Elk River Residents Challenge New Water Board Regs
More than 17 years after Charles Hurwitz (owner of Maxxam/Pacific Lumber Company) was forced to shut down his liquidation logging in Elk River, the Northcoast Regional Water Board has issued new regulations to deal with ongoing timber harvests and the 600,000 cubic yards of silt remaining in the river. A federal EPA official has described the years of delay as “analysis paralysis.”
Upriver residents who have endured floods of increasing severity say the new regulations are just another chapter in the state’s failure to restore and protect water quality because regulatory agencies favor big timber over downstream property owners and fish. Despite a change of ownership, water quality has gotten steadily worse under Humboldt Redwood Company (HRC) management.
A new EPA-funded Technical Analysis for Sediment summarizes years of studies and recommends a “zero load allocation” for silt. A new Waste Discharge Requirement (WDR) states the amount of sediment HRC is allowed to contribute to the watershed is: zero. A long-awaited plan to restore water quality—known as the Total Maximum Daily Load (TMDL)—also says, “the loading capacity for additional sediment is defined as zero.” Clearly, the river is unable to carry any new sediment.
A Restoration and Stewardship Program proposes to increase the river’s capacity to absorb sediment, allowing timber operations to continue, and then expand as conditions improve. HRC presently harvests in Elk River at a higher rate than Maxxam, though it uses different methods and calculations. Green Diamond’s clear-cutting in the watershed is not addressed in the new plans.
Water Quality staff describes these standards as “stringent,” and points to numerous measures that will reduce sediment from HRC timber operations: increased setbacks from water courses, a reduced overall cut, a ban on winter operations, and a prohibition from logging in extremely erosive “high-risk” South Fork Elk River tributaries. Water Quality’s executive director has already delayed a 600-acre HRC harvest plan, adjacent to Headwaters Forest and residential neighborhoods, that will affect several of those high-risk watersheds.
Residents maintain that Water Quality’s zero doesn’t really mean zero. Kristi Wrigley, a third-generation Elk River apple farmer, asks, “Why permit any new logging, and generate sediment that will get into the river, if the TMDL says no new sediment?” She points to the “Tier 2” exemptions of the previous WDR, which also promised zero-sediment logging, but then only counted sediment if it was proven to have come from landslides within the timber harvest plan. Miles of roads have already been opened in the high-risk watersheds using those Tier 2 exemptions.
The new WDR would also empower the Chair of the Water Quality Board to grant “exceptions” to its prohibition against logging in the high-risk tributaries of the South Fork. If he finds that HRC has made “a meaningful contribution” to water quality, such as restoring a flood channel, a culvert, or a damaged water system, he can set aside those prohibitions. “And what about the North Fork?” Wrigley asks about the watercourse that has left several feet of silt in her orchard. “Water Quality seems to want to make it an industrial waste ditch.”

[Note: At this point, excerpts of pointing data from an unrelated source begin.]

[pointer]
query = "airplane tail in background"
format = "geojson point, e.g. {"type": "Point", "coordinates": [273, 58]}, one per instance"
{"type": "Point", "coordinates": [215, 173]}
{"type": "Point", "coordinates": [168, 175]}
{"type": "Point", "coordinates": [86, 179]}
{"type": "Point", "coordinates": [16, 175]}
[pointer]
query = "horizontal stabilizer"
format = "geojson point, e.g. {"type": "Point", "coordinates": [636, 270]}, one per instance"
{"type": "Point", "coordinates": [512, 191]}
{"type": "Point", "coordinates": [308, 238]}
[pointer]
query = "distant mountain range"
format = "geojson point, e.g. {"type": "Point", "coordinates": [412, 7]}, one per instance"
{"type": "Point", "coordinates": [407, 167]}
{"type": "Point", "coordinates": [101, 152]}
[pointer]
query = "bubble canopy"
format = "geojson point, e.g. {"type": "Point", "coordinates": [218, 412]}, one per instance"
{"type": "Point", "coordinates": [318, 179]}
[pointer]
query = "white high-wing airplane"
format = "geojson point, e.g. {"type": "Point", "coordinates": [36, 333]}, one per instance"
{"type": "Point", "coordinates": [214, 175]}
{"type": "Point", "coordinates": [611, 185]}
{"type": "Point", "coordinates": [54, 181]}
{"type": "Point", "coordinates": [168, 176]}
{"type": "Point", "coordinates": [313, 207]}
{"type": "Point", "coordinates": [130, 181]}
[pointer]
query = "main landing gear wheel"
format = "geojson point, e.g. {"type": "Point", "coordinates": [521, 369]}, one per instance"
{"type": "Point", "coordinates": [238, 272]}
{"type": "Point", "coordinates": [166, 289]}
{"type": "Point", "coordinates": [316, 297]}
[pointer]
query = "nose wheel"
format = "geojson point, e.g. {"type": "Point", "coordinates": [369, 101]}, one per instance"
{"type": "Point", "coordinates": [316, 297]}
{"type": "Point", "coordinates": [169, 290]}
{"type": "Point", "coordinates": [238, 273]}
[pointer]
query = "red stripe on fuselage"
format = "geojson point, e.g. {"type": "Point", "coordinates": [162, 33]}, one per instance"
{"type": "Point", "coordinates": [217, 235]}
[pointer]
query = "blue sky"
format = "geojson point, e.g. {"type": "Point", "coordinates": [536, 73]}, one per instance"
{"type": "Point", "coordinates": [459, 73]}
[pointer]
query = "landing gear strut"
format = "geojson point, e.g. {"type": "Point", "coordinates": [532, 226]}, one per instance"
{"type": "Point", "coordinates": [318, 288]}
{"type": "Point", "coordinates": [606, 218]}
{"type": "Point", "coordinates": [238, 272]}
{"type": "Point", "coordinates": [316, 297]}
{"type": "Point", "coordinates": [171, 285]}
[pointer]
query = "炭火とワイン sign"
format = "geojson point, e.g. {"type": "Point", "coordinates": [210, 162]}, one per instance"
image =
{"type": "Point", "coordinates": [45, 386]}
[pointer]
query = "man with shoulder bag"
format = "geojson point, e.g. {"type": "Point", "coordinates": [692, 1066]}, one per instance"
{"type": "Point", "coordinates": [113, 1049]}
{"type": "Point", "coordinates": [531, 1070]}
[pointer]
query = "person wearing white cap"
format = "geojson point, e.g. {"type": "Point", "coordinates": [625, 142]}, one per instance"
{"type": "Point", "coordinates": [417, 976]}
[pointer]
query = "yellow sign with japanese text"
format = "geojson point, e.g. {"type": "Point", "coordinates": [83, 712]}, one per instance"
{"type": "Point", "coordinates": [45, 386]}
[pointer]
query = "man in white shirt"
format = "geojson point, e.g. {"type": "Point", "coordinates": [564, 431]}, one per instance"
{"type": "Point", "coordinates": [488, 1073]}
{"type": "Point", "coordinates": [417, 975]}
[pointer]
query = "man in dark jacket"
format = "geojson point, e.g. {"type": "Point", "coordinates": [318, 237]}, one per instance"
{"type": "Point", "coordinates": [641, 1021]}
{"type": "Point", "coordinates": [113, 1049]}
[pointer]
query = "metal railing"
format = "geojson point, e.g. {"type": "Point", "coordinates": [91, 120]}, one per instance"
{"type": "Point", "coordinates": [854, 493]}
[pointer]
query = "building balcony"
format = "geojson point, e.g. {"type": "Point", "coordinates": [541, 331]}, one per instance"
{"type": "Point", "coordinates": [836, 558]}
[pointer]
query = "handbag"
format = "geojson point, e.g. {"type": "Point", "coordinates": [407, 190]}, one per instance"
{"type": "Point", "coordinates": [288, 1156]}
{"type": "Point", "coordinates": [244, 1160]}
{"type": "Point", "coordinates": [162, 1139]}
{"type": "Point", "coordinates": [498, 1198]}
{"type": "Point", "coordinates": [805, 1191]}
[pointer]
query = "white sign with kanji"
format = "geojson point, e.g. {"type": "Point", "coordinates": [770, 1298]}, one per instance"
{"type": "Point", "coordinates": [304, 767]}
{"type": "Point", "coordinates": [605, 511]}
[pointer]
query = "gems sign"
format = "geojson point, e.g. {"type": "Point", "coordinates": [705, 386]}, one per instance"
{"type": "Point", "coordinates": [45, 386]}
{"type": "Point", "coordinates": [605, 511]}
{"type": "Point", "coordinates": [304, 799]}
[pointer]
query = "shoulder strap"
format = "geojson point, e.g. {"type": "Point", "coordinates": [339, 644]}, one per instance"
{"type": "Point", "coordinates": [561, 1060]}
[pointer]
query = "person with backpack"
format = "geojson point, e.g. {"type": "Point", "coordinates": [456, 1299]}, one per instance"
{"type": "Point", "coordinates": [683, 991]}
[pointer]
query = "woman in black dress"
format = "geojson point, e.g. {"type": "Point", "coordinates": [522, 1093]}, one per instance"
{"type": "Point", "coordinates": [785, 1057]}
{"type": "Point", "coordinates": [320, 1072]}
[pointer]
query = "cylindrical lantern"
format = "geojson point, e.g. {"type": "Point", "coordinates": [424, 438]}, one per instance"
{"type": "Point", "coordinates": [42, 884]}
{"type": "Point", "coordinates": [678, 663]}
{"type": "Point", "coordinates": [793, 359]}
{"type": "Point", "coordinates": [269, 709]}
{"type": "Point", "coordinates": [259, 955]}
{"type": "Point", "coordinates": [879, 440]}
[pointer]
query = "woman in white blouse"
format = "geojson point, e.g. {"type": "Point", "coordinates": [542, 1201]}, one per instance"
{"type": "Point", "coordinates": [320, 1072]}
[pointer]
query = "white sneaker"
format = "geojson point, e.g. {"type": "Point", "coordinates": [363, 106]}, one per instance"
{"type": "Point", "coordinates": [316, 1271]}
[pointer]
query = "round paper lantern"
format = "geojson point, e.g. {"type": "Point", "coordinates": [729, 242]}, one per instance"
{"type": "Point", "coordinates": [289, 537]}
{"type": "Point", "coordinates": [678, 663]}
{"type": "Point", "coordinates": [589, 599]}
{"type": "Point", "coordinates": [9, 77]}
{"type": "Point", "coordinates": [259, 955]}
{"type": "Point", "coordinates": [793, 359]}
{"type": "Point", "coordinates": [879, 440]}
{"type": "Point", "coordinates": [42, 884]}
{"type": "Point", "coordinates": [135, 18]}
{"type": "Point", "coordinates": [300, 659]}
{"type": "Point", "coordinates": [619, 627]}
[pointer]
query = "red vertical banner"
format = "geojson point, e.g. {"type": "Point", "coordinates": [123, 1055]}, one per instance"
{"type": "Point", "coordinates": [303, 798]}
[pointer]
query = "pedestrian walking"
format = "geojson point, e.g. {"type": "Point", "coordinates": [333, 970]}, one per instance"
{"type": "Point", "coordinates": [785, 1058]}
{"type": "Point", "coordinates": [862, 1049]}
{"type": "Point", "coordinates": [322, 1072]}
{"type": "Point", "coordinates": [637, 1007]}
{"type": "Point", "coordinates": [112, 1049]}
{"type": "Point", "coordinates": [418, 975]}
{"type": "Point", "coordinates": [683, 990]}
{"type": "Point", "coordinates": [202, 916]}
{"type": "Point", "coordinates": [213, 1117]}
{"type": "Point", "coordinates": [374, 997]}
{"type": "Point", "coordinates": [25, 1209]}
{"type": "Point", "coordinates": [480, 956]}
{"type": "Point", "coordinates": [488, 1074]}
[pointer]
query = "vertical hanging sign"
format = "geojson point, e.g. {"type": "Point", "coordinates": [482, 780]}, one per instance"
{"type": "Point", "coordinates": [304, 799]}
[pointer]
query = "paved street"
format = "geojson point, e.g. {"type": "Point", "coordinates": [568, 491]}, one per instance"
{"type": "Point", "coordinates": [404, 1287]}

Environmental advocates also agree that the harvest rate—an annual average of 2% of HRC’s 20,000 acres of Upper Elk River—is still much too high for this steep and damaged watershed and that the proposed setbacks are still inadequate. Residents say they don’t feel included in the restoration process—which is not expected to begin for another five years. In May of 2014, residents submitted a petition to Water Quality asking for a moratorium on all Elk River logging until the watershed has begun to recover, but they have not received a response.
HRC maintains that its timber harvesting adds no silt to the river. They have protested the new restrictions, and behind their complaints are the deep pockets of John Fisher, heir of the Gap fortune and owner of both HRC and Mendocino Redwood (not to mention the long-suffering Oakland A’s). HRC has already sued the Board to approve their South Fork timber harvest plan.